Direktur Jenderal Kekayaan Negara (Dirjen KN) Isa Rachmatarwata mengatakan bahwa Kemenkeu masih melakukan penagihan kepada PT Lapindo karena telah melewati batas pembayaran piutang yang jatuh tempo sejak 10 Juli 2019 silam.
Total tunggakan LBI/MLJ yang telah jatuh tempo sebesar Rp1.763.724.747.342,44 (termasuk bunga dan denda).
Baca juga: Kontrak Diperpanjang 20 Tahun, Bagaimana Keamanan Pengeboran Lapindo?
Penagihan tetap dilakukan oleh Kementerian Keuangan kepada PT Lapindo atas dasar perjanjian kredit yang telah disepakati.
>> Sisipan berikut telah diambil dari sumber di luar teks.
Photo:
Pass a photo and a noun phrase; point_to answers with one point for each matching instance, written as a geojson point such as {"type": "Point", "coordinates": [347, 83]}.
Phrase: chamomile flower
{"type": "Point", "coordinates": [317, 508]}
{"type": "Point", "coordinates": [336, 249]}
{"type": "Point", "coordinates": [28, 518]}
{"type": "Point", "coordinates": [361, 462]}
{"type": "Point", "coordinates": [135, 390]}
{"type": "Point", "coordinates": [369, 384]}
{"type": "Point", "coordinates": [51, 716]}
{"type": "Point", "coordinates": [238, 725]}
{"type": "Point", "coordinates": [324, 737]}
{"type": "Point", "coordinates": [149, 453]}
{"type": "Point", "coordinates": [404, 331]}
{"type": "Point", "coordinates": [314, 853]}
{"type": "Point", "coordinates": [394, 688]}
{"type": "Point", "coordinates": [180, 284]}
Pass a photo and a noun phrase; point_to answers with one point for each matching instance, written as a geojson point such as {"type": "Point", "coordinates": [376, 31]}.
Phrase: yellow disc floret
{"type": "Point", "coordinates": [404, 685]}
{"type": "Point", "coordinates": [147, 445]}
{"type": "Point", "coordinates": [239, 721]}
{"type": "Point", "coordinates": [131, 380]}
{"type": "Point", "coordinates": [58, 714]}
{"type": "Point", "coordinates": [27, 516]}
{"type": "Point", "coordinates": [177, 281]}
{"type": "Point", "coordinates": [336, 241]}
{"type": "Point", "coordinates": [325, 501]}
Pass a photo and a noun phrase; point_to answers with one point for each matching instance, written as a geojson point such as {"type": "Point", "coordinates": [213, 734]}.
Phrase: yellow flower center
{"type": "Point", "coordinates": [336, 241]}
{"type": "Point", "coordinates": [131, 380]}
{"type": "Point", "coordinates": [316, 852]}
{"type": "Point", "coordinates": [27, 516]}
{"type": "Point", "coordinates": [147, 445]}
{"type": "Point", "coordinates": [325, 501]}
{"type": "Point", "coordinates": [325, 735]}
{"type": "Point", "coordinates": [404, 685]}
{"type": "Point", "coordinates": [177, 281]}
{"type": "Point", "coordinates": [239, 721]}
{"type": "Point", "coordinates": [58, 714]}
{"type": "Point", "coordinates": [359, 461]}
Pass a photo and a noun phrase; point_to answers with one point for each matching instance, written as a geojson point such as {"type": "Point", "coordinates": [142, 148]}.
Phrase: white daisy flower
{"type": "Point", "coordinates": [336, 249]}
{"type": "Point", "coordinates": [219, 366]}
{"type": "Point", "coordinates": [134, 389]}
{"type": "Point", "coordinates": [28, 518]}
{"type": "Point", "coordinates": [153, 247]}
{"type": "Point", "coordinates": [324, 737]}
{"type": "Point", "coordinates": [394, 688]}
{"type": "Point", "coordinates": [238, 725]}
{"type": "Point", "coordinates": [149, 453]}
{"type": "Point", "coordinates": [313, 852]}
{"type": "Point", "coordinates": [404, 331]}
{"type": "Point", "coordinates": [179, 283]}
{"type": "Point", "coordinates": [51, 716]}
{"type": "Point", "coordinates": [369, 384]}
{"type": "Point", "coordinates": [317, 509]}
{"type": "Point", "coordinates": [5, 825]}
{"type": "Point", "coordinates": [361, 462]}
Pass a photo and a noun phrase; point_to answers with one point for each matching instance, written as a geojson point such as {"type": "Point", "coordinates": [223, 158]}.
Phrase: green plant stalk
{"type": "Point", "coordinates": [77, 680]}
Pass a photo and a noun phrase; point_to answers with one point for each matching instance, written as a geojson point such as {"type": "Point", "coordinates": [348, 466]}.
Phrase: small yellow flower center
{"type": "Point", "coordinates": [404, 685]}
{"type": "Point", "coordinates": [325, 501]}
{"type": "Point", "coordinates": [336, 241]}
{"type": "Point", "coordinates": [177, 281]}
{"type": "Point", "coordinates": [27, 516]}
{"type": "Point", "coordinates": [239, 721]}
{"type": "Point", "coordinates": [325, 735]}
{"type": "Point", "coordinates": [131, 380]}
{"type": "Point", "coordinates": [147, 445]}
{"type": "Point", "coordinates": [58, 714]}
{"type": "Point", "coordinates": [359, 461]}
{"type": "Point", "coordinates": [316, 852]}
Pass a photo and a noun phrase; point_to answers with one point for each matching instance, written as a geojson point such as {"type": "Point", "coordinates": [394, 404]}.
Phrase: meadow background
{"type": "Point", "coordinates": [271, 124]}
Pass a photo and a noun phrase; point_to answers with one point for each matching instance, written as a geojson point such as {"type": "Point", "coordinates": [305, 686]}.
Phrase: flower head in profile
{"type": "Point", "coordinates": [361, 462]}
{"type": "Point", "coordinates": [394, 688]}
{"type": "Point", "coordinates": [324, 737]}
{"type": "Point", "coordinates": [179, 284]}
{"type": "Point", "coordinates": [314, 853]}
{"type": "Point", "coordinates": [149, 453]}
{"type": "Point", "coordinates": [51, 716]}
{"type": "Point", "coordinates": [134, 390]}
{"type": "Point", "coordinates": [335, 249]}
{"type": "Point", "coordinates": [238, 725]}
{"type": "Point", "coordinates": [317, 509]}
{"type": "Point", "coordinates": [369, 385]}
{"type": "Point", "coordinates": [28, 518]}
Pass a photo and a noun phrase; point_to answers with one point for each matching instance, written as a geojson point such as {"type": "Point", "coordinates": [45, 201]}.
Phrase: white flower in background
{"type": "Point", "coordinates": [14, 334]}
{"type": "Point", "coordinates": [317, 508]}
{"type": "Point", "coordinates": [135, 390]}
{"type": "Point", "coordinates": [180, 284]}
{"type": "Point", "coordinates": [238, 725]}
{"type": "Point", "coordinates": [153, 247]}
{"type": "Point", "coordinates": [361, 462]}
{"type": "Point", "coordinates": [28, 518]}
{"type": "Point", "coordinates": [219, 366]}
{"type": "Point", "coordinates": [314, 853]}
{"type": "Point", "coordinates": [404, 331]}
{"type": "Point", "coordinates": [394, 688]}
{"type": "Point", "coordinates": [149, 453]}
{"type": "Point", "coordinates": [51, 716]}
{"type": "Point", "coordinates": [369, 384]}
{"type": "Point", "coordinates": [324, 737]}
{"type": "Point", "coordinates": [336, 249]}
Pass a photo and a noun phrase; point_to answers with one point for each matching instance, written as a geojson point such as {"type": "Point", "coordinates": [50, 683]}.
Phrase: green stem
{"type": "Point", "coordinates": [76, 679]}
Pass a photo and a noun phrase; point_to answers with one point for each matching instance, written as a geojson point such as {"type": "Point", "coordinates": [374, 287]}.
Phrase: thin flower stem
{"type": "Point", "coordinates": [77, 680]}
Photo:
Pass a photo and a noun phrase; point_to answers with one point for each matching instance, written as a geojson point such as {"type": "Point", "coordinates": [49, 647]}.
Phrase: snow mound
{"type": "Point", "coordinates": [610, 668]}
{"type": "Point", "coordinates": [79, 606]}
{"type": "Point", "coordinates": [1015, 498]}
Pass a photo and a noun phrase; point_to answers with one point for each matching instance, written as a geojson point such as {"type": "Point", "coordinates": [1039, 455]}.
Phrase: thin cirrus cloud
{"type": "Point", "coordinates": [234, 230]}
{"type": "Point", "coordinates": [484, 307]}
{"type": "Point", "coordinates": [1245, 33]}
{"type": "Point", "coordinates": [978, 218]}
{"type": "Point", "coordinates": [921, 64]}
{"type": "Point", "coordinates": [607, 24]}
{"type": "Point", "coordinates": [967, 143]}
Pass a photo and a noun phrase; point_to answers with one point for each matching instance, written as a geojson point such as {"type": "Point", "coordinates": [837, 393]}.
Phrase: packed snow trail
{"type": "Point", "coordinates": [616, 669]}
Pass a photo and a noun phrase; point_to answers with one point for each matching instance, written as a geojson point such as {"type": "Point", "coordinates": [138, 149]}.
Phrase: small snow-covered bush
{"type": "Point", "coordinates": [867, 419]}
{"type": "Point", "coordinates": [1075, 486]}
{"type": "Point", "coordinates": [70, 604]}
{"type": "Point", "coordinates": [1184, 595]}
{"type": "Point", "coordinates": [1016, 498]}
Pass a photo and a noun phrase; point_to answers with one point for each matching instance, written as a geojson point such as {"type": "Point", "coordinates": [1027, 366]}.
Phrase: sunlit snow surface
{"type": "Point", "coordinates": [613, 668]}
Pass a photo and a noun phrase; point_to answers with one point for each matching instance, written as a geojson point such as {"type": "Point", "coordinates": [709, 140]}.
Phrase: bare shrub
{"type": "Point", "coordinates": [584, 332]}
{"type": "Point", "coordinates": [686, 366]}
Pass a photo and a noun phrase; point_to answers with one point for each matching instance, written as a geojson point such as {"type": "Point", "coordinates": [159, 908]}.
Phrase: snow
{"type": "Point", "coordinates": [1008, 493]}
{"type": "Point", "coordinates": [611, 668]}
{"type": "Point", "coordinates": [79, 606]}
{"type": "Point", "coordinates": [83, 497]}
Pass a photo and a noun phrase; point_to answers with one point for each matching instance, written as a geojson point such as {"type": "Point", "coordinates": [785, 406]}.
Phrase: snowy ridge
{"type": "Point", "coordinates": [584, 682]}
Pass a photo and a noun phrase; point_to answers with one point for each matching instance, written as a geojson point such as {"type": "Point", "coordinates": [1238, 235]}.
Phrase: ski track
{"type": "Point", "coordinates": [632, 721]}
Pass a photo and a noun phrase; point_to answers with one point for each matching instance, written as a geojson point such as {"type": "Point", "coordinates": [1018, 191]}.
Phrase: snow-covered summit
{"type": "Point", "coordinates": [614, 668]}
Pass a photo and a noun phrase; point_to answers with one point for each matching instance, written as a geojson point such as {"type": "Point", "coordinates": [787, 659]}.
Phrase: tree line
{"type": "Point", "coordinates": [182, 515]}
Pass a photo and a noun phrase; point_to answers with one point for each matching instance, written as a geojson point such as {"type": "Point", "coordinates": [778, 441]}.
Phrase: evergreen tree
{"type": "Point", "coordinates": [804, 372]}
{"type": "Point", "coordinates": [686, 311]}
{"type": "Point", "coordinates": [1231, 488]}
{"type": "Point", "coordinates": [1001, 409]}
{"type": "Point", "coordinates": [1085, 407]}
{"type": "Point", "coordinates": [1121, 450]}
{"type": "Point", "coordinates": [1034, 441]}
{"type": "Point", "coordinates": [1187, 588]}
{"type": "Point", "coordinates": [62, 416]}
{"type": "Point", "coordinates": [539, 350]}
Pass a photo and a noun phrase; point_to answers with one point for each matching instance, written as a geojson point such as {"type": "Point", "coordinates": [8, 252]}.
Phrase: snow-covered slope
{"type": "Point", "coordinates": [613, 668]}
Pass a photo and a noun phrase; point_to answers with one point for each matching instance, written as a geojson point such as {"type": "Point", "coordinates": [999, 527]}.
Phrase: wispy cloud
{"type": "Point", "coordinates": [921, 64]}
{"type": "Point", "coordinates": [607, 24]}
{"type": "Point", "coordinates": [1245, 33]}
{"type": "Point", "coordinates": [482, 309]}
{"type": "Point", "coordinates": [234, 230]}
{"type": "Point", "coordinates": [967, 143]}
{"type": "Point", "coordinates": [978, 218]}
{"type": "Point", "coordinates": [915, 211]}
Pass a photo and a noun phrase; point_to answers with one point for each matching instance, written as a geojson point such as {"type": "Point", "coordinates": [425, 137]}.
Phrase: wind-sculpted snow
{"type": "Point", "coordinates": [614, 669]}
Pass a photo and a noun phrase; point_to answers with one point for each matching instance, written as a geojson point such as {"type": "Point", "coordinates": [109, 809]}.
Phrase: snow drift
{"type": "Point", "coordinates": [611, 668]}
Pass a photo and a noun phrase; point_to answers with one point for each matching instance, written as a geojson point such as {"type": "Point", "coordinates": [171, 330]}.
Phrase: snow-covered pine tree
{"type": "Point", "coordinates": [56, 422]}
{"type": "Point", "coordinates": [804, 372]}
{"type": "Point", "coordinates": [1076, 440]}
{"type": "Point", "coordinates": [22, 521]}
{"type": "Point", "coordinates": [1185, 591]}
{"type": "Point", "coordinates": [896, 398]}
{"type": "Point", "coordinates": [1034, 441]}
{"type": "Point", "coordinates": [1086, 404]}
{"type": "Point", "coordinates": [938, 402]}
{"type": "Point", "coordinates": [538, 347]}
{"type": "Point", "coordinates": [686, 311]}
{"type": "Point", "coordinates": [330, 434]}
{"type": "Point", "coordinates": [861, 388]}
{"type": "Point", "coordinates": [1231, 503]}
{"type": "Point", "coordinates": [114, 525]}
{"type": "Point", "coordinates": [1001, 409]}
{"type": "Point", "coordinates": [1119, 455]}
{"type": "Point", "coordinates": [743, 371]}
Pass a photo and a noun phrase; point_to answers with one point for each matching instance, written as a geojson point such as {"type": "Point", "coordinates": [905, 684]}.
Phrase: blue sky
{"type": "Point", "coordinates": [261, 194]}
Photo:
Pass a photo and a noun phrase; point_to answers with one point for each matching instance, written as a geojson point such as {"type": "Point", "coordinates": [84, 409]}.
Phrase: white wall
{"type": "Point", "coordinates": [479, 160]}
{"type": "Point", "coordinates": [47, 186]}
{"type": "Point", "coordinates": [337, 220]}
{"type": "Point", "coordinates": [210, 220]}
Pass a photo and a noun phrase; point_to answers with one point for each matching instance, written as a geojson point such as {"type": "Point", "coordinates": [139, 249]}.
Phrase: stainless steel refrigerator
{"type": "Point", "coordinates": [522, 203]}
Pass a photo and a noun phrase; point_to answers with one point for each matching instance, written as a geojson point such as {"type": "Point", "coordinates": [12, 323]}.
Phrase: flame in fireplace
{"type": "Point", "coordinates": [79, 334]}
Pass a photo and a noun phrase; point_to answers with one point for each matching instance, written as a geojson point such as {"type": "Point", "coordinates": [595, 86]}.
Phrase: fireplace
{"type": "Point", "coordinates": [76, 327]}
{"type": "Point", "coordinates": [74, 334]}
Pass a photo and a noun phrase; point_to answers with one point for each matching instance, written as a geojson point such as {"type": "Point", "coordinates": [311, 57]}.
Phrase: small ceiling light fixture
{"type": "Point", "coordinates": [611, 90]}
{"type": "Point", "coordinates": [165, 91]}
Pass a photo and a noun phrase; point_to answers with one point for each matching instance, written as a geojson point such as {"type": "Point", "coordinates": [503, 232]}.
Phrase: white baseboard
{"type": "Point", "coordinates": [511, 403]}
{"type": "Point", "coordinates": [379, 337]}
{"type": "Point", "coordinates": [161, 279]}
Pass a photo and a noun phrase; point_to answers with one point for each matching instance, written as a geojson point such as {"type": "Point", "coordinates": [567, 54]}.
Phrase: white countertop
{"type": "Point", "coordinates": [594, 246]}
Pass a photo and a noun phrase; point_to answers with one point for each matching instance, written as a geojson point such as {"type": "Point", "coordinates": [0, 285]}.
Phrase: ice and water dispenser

"Makanya, seperti kemarin mereka (PT Lapindo) "boleh ngga kita set off dengan cost recovery?," misalnya. Secara aturan, tidak memungkinkan kami negoisasi dengan hal-hal seperti itu," ungkapnya.
"Bukan masalah kami tidak mau tetapi menurut aturan cost recovery-nya yang justru tidak memungkinkan. Cost recovery hanya memungkinkan dari revenue yang dihasilkan oleh wilayah kerja pertambangan di sini," pungkasnya.
Baca juga: Ritel Asing Jamah Indonesia, Pengusaha: Kita Enggak Pernah Khawatir
Perlu diketahui bahwa sejak perjanjian antara pemerintah dengan perusahaan Grup Bakrie ditandatangani pada Juli 2015, sampai saat ini belum ada perubahan dalam isi perjanjian.
Pemerintah memberikan dana talangan untuk ganti rugi bencana alam Lumpur Lapindo melalui perjanjian Pemberian Pinjaman Dana Antisipasi untuk Melunasi Pembelian Tanah dan Bangunan Warga Korban Luapan Lumpur Sidoarjo dalam Peta Area Terdampak yang dibuat pada 22 Maret 2007.
Catat nih sobat! perjanjian itu menyebutkan pemerintah mengajukan syarat pengembalian maksimal empat tahun sejak perjanjian ditandatangani pada Juli 2015 atau jatuh tempo pada Juli 2019.